Correlation Between Kesko Oyj and Kroger
Can any of the company-specific risk be diversified away by investing in both Kesko Oyj and Kroger at the same time? Although using a correlation coefficient on its own may not help to predict future stock returns, this module helps to understand the diversifiable risk of combining Kesko Oyj and Kroger into the same portfolio, which is an essential part of the fundamental portfolio management process.
By analyzing existing cross correlation between Kesko Oyj ADR and Kroger Company, you can compare the effects of market volatilities on Kesko Oyj and Kroger and check how they will diversify away market risk if combined in the same portfolio for a given time horizon. You can also utilize pair trading strategies of matching a long position in Kesko Oyj with a short position of Kroger. Check out your portfolio center. Please also check ongoing floating volatility patterns of Kesko Oyj and Kroger.
Diversification Opportunities for Kesko Oyj and Kroger
Average diversification
The 3 months correlation between Kesko and Kroger is 0.19. Overlapping area represents the amount of risk that can be diversified away by holding Kesko Oyj ADR and Kroger Company in the same portfolio, assuming nothing else is changed. The correlation between historical prices or returns on Kroger Company and Kesko Oyj is a relative statistical measure of the degree to which these equity instruments tend to move together. The correlation coefficient measures the extent to which returns on Kesko Oyj ADR are associated (or correlated) with Kroger. Values of the correlation coefficient range from -1 to +1, where. The correlation of zero (0) is possible when the price movement of Kroger Company has no effect on the direction of Kesko Oyj i.e., Kesko Oyj and Kroger go up and down completely randomly.
Pair Corralation between Kesko Oyj and Kroger
Assuming the 90 days horizon Kesko Oyj is expected to generate 22.71 times less return on investment than Kroger. In addition to that, Kesko Oyj is 1.12 times more volatile than Kroger Company. It trades about 0.01 of its total potential returns per unit of risk. Kroger Company is currently generating about 0.15 per unit of volatility. If you would invest 5,341 in Kroger Company on September 2, 2024 and sell it today you would earn a total of 767.00 from holding Kroger Company or generate 14.36% return on investment over 90 days.

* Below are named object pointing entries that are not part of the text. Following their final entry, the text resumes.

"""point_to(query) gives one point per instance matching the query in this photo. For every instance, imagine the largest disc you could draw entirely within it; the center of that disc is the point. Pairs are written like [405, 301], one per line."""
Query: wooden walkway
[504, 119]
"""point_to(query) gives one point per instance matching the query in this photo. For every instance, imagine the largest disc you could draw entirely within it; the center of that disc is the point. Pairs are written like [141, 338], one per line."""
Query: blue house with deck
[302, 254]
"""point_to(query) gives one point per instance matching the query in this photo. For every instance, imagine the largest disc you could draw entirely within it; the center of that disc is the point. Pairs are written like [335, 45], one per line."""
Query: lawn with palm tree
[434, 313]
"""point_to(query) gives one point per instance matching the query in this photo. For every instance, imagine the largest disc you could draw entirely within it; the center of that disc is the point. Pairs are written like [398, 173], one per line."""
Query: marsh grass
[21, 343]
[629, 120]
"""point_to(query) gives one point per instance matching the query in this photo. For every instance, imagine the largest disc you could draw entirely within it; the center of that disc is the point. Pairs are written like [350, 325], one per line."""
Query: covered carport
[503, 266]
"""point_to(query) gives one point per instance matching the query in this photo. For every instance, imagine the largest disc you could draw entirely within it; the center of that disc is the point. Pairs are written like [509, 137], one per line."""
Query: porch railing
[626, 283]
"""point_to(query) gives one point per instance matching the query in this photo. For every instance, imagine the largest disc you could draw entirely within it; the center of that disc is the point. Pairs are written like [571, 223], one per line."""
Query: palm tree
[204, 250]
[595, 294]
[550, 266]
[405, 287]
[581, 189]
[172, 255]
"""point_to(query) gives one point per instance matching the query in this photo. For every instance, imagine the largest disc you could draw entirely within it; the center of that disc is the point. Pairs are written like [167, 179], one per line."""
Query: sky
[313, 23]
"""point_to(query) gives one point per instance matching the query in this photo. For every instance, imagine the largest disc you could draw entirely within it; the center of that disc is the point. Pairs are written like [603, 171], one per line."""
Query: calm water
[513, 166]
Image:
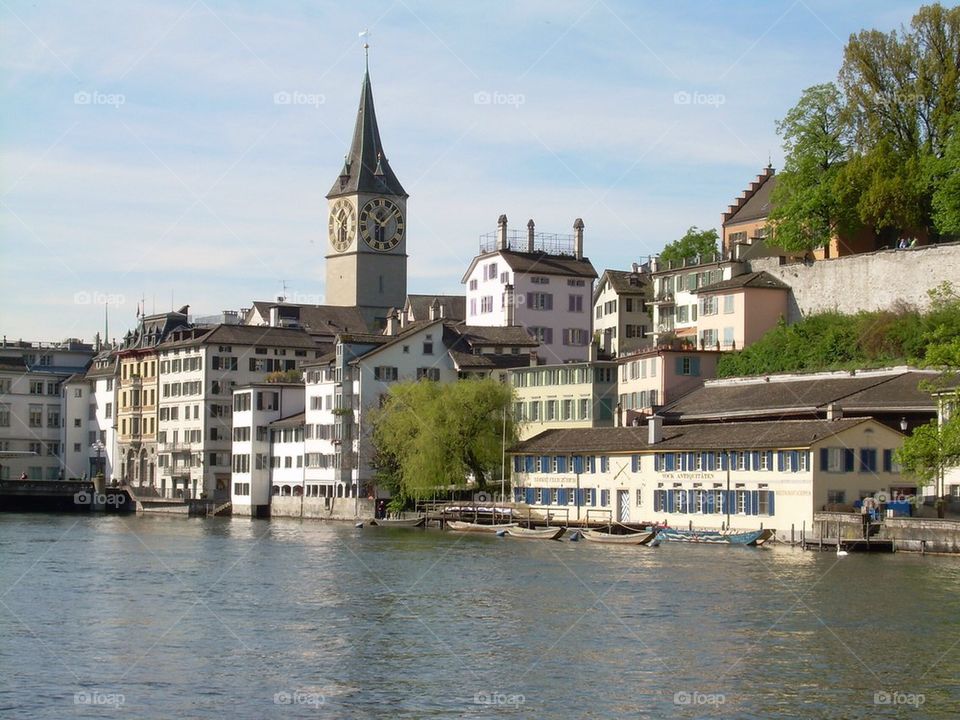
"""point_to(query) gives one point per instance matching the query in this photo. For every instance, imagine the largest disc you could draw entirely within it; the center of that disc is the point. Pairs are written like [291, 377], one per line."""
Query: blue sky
[144, 153]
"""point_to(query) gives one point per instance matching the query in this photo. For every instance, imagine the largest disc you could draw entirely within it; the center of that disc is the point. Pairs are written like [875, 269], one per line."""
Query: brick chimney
[578, 238]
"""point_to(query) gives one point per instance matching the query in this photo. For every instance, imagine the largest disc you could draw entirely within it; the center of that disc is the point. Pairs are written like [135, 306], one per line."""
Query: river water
[111, 616]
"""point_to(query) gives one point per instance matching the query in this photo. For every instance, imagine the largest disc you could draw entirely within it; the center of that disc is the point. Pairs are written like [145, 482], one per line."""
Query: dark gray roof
[711, 436]
[366, 169]
[318, 319]
[761, 280]
[756, 207]
[625, 282]
[454, 306]
[246, 335]
[807, 395]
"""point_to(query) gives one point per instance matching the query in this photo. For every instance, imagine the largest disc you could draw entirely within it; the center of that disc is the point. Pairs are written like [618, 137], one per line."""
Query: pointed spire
[365, 168]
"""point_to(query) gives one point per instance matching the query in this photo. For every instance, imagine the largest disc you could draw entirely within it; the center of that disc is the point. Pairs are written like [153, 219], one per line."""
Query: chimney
[393, 323]
[502, 243]
[654, 429]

Time Period | 3 Months [change] |
Direction | Moves Together |
Strength | Insignificant |
Accuracy | 100.0% |
Values | Daily Returns |
Kesko Oyj ADR vs. Kroger Company
Performance |
Timeline |
Kesko Oyj ADR |
Kroger Company |
Kesko Oyj and Kroger Volatility Contrast
Predicted Return Density |
Returns |
Pair Trading with Kesko Oyj and Kroger
The main advantage of trading using opposite Kesko Oyj and Kroger positions is that it hedges away some unsystematic risk. Because of two separate transactions, even if Kesko Oyj position performs unexpectedly, Kroger can make up some of the losses. Pair trading also minimizes risk from directional movements in the market. For example, if an entire industry or sector drops because of unexpected headlines, the short position in Kroger will offset losses from the drop in Kroger's long position.Kesko Oyj vs. Carrefour SA PK | Kesko Oyj vs. J Sainsbury PLC | Kesko Oyj vs. Sendas Distribuidora SA | Kesko Oyj vs. Weis Markets |
Kroger vs. Grocery Outlet Holding | Kroger vs. Sprouts Farmers Market | Kroger vs. Sendas Distribuidora SA | Kroger vs. Weis Markets |
Check out your portfolio center.Note that this page's information should be used as a complementary analysis to find the right mix of equity instruments to add to your existing portfolios or create a brand new portfolio. You can also try the Transaction History module to view history of all your transactions and understand their impact on performance.